Authors: Ellen König, Tereza Iofciu, Marielle Dado
There are three ways to setup your machine for the workshop, you should use the one that you are most familiar with. One is via conda, another via pyenv and the other with virtual env and pip.
- conda
OR
- pyenv >= 1.2.13
- python >= 3.7.0
- poetry >= 1.0.0 (to be installed in your local pyenv)
OR
- venv
- python >= 3.7.0
Clone the repo locally:
git clone https://github.com/wimlds/berlin-tdd-workshop
cd berlin-tdd-workshop
Choose your preferred setup:
with conda:
# install working environment with conda
conda env create -n berlin-tdd-workshop -f environment.yml
# environment should be activated now
# if not type: source activate berlin-tdd-workshop
If you're getting errors, updating conda might help, run: conda update -n base -c defaults conda
With pyenv and poetry:
pyenv local 3.7.4
pip install poetry
make setup #if you use a different python version update that in pyproject.toml
source .venv/bin/activate #to activate the environment
With venv:
python3 -m venv .wimlds_venv
source .wimlds_venv/bin/activate
pip install -r requirements.txt
source .venv/bin/activate #to activate the environment
Start environment and run this command in your terminal:
pytest
or pytest -vv
for verbose output
This should return 2 tests that passed and one test that was skipped (see image below).
In this workshop, there are 3 exercises that involve one or both of the following tasks:
- Writing functions for data imputation and data transformation.
- Writing unit tests to test the functions you have written.
The instructors and mentors will guide you through the workshop content and materials
We prepared the following files and folders for you to work on:
- EDA - a notebook for exploring the dataset
- scripts folder - contains the Python functions in following script files:
- scripts/imputation.py - functions for data imputation
- scripts/transformation.py - functions for data transformation
- test folder - contains the unit tests following scripts:
- test/test_imputation.py - unit tests for functions in scripts/imputation.py
- test/test_transformation.py - unit tests for functions in scripts/transformation.py
In order to run successfully the unit tests you create, the functions and unit tests must be placed in the Python scripts.
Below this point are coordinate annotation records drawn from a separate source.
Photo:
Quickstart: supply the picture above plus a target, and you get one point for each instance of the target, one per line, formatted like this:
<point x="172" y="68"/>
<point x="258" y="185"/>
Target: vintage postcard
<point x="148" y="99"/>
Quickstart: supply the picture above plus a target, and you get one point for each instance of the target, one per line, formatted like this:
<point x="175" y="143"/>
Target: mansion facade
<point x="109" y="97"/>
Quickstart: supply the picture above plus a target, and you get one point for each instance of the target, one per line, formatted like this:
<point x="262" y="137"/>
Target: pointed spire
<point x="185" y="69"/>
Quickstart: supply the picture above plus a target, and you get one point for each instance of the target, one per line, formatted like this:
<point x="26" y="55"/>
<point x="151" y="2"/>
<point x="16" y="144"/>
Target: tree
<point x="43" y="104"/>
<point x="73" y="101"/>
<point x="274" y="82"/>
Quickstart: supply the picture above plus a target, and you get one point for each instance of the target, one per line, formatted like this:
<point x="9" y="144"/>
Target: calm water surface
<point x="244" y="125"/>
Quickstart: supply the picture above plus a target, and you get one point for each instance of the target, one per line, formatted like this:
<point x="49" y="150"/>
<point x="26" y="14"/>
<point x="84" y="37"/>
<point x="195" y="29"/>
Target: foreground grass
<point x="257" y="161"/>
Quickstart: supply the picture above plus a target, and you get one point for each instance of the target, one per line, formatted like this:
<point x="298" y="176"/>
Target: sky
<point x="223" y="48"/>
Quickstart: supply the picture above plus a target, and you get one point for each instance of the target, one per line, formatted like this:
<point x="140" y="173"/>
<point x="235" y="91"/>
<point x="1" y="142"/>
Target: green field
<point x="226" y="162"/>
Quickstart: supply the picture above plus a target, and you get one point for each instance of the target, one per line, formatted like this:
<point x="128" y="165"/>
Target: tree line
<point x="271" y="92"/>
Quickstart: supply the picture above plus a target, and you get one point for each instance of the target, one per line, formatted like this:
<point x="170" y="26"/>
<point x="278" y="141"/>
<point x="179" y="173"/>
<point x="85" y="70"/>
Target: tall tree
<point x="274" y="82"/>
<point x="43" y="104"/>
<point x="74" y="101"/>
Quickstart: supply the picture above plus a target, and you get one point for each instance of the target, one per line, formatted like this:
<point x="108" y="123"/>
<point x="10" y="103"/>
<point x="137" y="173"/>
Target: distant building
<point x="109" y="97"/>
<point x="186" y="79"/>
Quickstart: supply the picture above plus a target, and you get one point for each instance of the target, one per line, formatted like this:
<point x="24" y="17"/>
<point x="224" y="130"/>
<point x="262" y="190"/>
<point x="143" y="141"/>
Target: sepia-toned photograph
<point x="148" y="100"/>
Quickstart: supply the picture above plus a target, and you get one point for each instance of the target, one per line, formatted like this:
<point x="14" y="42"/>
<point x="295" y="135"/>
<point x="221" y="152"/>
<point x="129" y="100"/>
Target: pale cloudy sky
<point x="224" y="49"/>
That means that the functions you write for data imputation should be placed in scripts/imputation.py and the corresponding unit tests should be in test/test_imputation.py. For this, you will work on the scripts using an IDE of your choice.
However, you may also first write your functions/tests in EDA using Jupyter notebooks and then transfer them in the appropriate Python scripts later.
We prepared some data for the workshop using a Pockets dataset from the-pudding. In order to try out different imputation methods we removed 10% of the price values. If you want to take a look at all the data check the data/PrepareWorkshopData notebook. We will not cover this through the workshop.
The instuctors and mentors can answer your questions on the #meetup-berlin-workshop-help channel on the WiMLDS Global Slack workspace.